| HN Mirror

Y	Hacker News new \| ask \| show \| jobs

by ltta_code 2783 days ago

Funny enough, even that paper seems biased as well to me.

This paper probably applies best when you use the HT or tree as a DB index data-structure without constant updates for huuuge datasets, probably not as well when used as an updated associative map in your average program. I'd guess hash-tables (HT) are still faster in day-to-day programmer use but not as much as pointed out here.

Caveats:

- HTs pre-allocated: In the two experiments that show those detailed bar-charts, the hash-tables are completely pre-allocated, so no re-allocation and re-hashing on inserts.

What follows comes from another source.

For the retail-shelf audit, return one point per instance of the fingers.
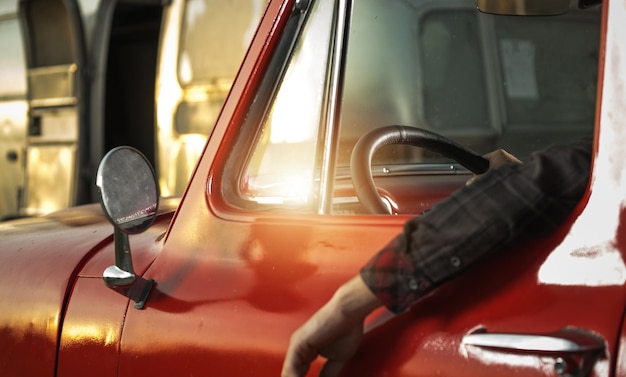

- Charts: The workloads IV-C and IV-E get by far the most attention (3/4 page, 9 bar charts - each), these best support the paper's statements that HTs are much faster and consume less mem than ART. The mixed-use case IV-D is reported with only a single small chart, the whole write-up is just about 1/4 page combined and ART does better (comparable, but still slower than fastest HT) - arguably IV-D is probably most realistic use-case for how most people use hashmaps day-to-day.

- The keys are 64-bit ints so aren't all that long, again maybe common in a DB index but not really what you use hashmaps for mostly in the real world. So ART can't play out some of its strengths.

- The data set skews large, larger than the original paper (16M to 1,000,000,000 (1Billion) keys), and most people probably foremost look at the charts on the right with the huge numbers that make HT look best. Again, makes the results not super applicable to day-to-day hashmap use imo.

- They only look up existing keys, probably not great for either ART nor HT but could hurt their CH*Bucket performance.

Most of these caveats are explained in the test, but some are kind of buried. You can't just look at the charts and conclude hash-tables are 5x as fast as ART, always.